Zeytinburnu Tıbbi Bitkiler Bahçesi

Türkiye'nin ilk tıbbi bitkiler bahçesi
ekosistemimizin farkına varmak için fırsat sunuyor..

Kimyasal katkısız yetişen 700'ü aşkın tıbbi bitki,
sera, herbarium, laboratuar..

Sağlık Çevre Okulu, staj imkanı, yayınlar,
tez-proje ve kurum destekleri..

Geçmişle bugünü buluşturan
geleneksel tıp festivali..

Biyoçeşitliliğin korunup geliştirilmesine,
tıbbi bitkilerin etkin ve güvenli kullanımına katkı..

Hasibe Akın
Mimar

Permakültür; etik temelli, sürdürülebilir bir tasarım bilimi demektir. Etik temeli, üç ana ayağın üzerine oturuyor:
1) İnsanı gözet. 2) Dünyayı gözet. 3) Yarattığın artı değeri birinci ve ikinci ilkeye vakfet.

Şehirde en bol bulunan şey: organik atık ve insan. Permakültür bize “sorunun, çözümün ta kendisi” olduğunu, organik atıklardan kompost yöntemleri ile toprağımı üretebileceğimizi, enerjimizi ve kaynaklarımızı daha verimli kullanmayı, insanların örgütlenerek beraberce neleri başarabileceğini ve topluluk olabilmenin değerini öğretir.

Organik atıklardan toprak yerine hepoburların beslenebileceği bir sistem yaratmak şehir için en güzel çözümlerden biri. Belediyelerin mevzuatı, organik atıkları dönüştürüp kaynak olarak tekrar kullanmamıza destek ve alan açtığında şehirde de tavuk yetiştirebileceğiz. Bu konudaki istek ve ihtiyaçlarımızı “şiddetsiz iletişim” ile yetkililere duyurmak önemli.

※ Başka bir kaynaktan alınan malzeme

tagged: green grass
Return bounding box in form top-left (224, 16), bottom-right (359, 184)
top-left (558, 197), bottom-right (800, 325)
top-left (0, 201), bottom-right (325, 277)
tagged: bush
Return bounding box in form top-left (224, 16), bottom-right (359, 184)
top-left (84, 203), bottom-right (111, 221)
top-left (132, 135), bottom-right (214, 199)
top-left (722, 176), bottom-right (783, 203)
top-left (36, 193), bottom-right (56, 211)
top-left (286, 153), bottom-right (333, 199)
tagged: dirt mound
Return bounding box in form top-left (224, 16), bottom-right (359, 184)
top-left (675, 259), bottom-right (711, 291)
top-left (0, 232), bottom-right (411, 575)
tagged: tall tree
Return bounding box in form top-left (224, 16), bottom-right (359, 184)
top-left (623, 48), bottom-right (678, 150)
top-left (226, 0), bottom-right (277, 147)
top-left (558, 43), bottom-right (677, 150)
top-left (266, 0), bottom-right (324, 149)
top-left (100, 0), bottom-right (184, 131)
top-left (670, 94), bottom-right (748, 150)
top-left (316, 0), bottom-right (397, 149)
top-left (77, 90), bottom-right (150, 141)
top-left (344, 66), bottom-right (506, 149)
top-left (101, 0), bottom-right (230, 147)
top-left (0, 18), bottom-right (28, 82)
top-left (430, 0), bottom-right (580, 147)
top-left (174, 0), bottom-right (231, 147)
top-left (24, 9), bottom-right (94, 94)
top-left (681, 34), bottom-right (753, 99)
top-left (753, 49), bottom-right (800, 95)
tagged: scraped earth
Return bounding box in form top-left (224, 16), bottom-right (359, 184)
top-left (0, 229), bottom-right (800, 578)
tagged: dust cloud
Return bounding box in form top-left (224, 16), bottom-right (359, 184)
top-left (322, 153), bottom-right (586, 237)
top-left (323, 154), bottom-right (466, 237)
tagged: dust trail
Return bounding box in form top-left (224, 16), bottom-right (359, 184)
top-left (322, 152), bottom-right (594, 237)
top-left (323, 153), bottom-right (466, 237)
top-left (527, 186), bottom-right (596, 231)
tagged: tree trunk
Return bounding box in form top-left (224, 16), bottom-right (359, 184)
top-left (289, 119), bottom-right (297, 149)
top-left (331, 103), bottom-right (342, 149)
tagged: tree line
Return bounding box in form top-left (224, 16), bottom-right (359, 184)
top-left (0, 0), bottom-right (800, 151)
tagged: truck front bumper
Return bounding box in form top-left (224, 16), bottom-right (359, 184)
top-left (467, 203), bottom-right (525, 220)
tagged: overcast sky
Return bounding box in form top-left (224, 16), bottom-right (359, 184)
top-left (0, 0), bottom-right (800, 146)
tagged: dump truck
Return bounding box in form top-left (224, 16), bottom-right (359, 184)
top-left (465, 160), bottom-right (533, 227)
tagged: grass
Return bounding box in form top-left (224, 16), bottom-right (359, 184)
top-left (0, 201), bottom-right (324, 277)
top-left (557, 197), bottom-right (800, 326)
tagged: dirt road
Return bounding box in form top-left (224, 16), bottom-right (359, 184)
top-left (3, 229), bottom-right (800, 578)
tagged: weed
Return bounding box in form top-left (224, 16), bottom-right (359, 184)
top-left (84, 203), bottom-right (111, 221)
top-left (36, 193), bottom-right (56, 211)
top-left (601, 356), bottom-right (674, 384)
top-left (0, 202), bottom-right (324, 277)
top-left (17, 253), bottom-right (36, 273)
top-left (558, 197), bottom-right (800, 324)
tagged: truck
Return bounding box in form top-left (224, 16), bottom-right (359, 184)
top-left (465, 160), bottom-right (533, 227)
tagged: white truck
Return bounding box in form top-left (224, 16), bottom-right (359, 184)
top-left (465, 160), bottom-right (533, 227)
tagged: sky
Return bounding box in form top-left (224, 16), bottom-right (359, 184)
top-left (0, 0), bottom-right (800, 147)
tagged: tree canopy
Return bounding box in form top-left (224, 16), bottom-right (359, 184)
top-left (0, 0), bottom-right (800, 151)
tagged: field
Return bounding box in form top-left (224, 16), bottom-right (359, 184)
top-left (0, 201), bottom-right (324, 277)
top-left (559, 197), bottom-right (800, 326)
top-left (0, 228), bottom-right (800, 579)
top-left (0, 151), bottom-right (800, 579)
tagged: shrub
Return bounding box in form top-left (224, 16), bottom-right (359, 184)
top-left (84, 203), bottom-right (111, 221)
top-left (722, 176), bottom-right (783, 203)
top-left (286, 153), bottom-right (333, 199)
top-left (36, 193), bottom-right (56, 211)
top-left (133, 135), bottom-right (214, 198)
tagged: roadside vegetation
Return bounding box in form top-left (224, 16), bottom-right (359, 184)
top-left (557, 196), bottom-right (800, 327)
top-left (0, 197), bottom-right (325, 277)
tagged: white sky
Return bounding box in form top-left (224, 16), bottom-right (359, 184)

Şehirde tüketimin en çok görüldüğü yapılardan biri olan avm’lerde bu iki kaynağa çokça rastlamak mümkün: Organik atık ve insan. Mimar olarak çalıştığım avm’nin teras katındaki bir alanı işte böyle dönüştürdük: Önce avm içinde örgütlenmenin sağlanabilmesine liderlik ettim. Bu kaynaklarla nasıl bir üretim süreci yaratılabileceğini tek tek anlattım. İki üç kişi inandı, destekledi, diğerleri dalga geçti ya da ciddiye almadı.

Avm’deki atıkları topladık. Restaurantlardaki mutfak atıkları, mağazalardaki koli atıkları, inşaattan çıkan talaş ve ahşaplar.. Bu atıklardan, önce alanımızın ihtiyacı olan toprağı ürettik. Anadolu’daki çiftçilerden ulaşabildiklerimize haber saldık, 92 çeşit atalık yerel tohumdan oluşan tohum kütüphanemizi kurduk. Bu süreçte Zeytinburnu Tıbbi Bitkiler Bahçesinin sağladığı fideler ve destekler için şükran doluyuz. Bu tohum ve fideleri toprağımızla buluşturduk. Sistemin içine hayvanların entegre olabilmesi için biyolojik çeşitlilik yaratmaya çalıştık. Solucanlar toprağımızı besledi. Yakınlardaki koruda bulunan böcekler, arılar, kelebekler kısa süre sonra ziyaretçilerimiz oldu. Tavukların da olması hayallerimden biriydi. Eğitim, atölye ve farkındalık çalışmaları ile projeyi merak eden kimselerin de bir ucundan tutabilmesi için alan açtık. Avm sinemasında ayda bir defa ücretsiz film gösterimleri ve söyleşiler gerçekleştirdik ve yakın çevrede bu konulara ilgisi olan olmayan herkesin dikkatini çekmeye çalıştık.

Bu dönüşümün şehrin her yerinde başlamasını isterim. Peki siz mahallenizden başlamaya ne dersiniz?